4/05/2013

YA Bound Girls On...Love Triangles


YA Bound Girls On… is a new monthly feature, topics ranging and selected ahead of time. We’ve discovered over the course of our time together on the blog that we LOVE to chat…about everything. Books, bad boys, writing, blogging, chocolate, heated topics, and some that make us blush. And, we want to include you guys in our discussions! We love chatting and our readers, so we want to hear your voice on these topics! Join in on the discussion in the comments below. The YA Bound Girls will check in throughout the weekend to chime in and talk with everyone.

For our first discussion, we've invited USA Today Bestselling author of UNBROKEN Melody Grace to be our featured author! She chimes in with how she worked her love triangle in UNBROKEN and her favorite TV love triangles. Check out her reply post here! Then please come and chat with us :)

Nereyda is going to get this party started! What say you on…dun dun dun…love triangles, girl?

Nereyda: Love triangles are always tricky for me. I used to hate them. Absolutely hate them! Then I started to slowly like a few and now, I really like them IF they are done right. Here are my do’s and don’ts for love triangles:

Do:

-Let the reader know from the synopsis or the first book that there will be a love triangle involved.  If I know from the beginning that there will be a love triangle I am at least prepared and I know what I’m in for.

-Give both love interests a fair shot throughout the book/series. There should always be that internal conflict between both love interests, even if it’s just a tiny one.

-Give the losing love interest a happy or at least hopeful but realistic ending.  Falling in love with the daughter instead is NOT okay.  *cough Jacob cough*

Don’t:

-Introduce a new love interest in the 2nd or 3rd book out of nowhere.  This is my biggest problem with love triangles. Some may work but most don’t.
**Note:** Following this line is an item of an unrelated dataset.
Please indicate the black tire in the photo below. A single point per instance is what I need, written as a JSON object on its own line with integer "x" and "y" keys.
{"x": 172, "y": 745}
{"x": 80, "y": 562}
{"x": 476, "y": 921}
-Make one book focus on one  love interest only to have it change in the next book meanwhile the original love interest barely makes an appearance.  A good example is The Body Finder series.  It’s all about Jay in the first book and the author makes me fall hard for him then BAM!  Books 2 and 3 are all about Rafe and Jay barely even comes out.  The Unearthly series by Cynthia Hand is another good example.  What happened to Tucker in books 2 and 3!?

-A triangle is more than enough.  Don’t let it become a love square.  Or a love octagon like Zoey’s case in The House of Night series. *cringes*

-Please for the love of God do NOT ‘solve’ a love triangle by killing off one of the love interests.   Especially if they are sacrificing themselves so the other person can have a happy ending.  Not only is this NEVER and okay solution, but it is also such a cop-out. *cough Ren cough*


Trish: Coming from a writer who has written a love triangle *gasp* I’m a bit biased, and do love them myself. But, I have to admit that I don’t love them all. Nereyda pretty much summed up my feelings on the topic, but I’ll elaborate on one of her points: Give both love interests a fair shot. I agree completely with this. If you’re going to introduce a love triangle, I say it’s better to go balls to the wall and give both boys some game, and let them equally battle for and have a shot with the heroine.

I don’t consider a book with a heroine who is obviously in love with or crushing hard on Guy1 and not on Guy2 to be true triangle—there has to be some tangible tension; her struggle over both guys pulling her in opposite directions. I need to understand her reasons for this struggle (also the same case for a guy in a triangle for two girls—same rules apply). Hell, I was young once and cared for more than one guy at a time. I can relate to that. But please, do not let the triangle make our heroine weak or indecisive. Which does not mean that she can’t have some internal conflict to battle with, just in the end, at least for me, she needs to come to a decision on her feelings and make the choice that’s best for her, and she needs to stand by it.

And, I’m not in favor of making that choice only to change one’s mind in the third book and suddenly go for Guy2 :/ I know this does work well in some series, but by this point, I’ve become attached, and it breaks my heart for the other guy. There needs to be a damn good reason why our heroine suddenly goes for Guy2 for me to go along with this shift—unless the triangle lasts the length of the series, in which case I may even have stopped reading by book five lol I’m all for a good triangle, but I tend to get weary when it lasts longer than a few novels.


Kelly: I admit to having been in a few love triangles in high school, so I do enjoy reading about them and writing them. The key is to make sure the emotions are genuine. There has to be a reason for caring about two people at the same time. It can't just be for the sake of conflict, or the reader will see right through it. Also, loving the guy (or girl) who is already in a relationship opens the MC up for a lot of heartache, but again those feelings must be real. There has to be a reason why the MC cares so much for the guy she's never dated before. So the author has to make sure the set up is complete and the feelings are genuine. If done well, love triangles can make for some really great and swoon-worthy reads.